Rewarding Miners: Bankruptcy games and Pooling Strategies

Speaker : Marianna Belotti
SU&CNAM&Caisse des Dépôts
Date: 18/12/2019
Time: 2:00 pm - 3:00 pm
Location: Paris-Rennes Room (EIT Digital)

Abstract

In the Bitcoin system, mining is the procedure through which miners can gain money on regular basis by finding solutions to a mathematical crypto puzzle (full solution) which validates bitcoin transactions. In order to reduce the uncertainty of the remuneration over time, miners cooperate and form pools. Each pool receives a reward which has to be split among pool’s participants.

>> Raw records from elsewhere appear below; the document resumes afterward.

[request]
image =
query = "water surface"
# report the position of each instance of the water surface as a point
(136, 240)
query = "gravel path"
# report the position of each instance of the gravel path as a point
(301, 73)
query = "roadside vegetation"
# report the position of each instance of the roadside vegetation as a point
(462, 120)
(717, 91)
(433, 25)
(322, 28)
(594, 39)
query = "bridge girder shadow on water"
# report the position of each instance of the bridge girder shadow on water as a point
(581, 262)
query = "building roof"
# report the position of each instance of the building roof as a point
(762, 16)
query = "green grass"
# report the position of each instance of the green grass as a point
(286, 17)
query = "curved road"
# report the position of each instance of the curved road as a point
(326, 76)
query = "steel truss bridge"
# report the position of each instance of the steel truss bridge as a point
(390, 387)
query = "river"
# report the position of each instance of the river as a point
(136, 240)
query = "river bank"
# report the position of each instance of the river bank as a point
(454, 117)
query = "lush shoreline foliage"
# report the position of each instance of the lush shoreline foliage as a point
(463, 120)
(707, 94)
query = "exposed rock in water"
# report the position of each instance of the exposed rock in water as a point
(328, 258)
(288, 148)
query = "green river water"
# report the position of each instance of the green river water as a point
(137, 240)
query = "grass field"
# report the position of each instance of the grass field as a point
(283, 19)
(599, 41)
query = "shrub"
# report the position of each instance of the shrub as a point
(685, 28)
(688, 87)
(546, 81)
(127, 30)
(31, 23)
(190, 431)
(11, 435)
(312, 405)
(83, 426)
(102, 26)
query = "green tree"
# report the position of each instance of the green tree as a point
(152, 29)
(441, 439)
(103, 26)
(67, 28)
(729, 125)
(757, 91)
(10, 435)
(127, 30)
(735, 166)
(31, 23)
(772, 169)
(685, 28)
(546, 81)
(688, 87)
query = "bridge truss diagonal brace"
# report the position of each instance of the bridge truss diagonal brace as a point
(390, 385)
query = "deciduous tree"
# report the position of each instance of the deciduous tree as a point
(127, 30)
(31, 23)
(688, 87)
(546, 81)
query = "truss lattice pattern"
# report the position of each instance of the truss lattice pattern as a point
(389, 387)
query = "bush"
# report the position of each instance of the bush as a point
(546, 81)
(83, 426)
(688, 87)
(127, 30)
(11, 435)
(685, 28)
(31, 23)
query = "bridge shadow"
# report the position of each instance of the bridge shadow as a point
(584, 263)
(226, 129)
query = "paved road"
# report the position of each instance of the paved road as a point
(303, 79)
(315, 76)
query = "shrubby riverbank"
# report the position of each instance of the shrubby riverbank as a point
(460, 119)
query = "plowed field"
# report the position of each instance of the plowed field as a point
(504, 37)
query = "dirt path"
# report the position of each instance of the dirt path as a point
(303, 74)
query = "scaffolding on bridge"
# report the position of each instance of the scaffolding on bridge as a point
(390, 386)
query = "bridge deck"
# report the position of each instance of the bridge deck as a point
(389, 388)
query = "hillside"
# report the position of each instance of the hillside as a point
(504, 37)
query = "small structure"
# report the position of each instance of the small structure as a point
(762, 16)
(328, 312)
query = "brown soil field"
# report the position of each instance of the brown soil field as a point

The focus of this paper is to understand which is best method for a mining pool to redistribute the reward among cooperating miners using proper game theoretical models.
There exist, in the literature and in practice, several reward functions which allocate bitcoins inside pools such as: (i) the proportional rule, (ii) the pay-per-share rule and (iii) an incentive compatible rule ensuring that miners report full solutions to the pool immediately and not with a delay. However, this last rule encourages a harmful intra-pool behaviour (i.e. pool hopping) in bankruptcy situations (where the gained reward results insufficient to remunerate pool miners) that causes a loss in terms of pool’s computational power.
By reinterpreting the allocating rules as outcomes of bankruptcy games (i.e., a type of cooperative games) we construct two new reward functions (i.e., the PPS-CEA and the PPS-CEL) and investigate their properties. The PPS-CEL rules results having a good inter-pool behavior discouraging pool hopping however, concerning the intra-pool behavior it does not behave as well as the incentive compatible rule.
We provide then a suitable modification of the PPS-CEL that discourages pool hopping in bankruptcy situations while guaranteeing the incentive compatible property.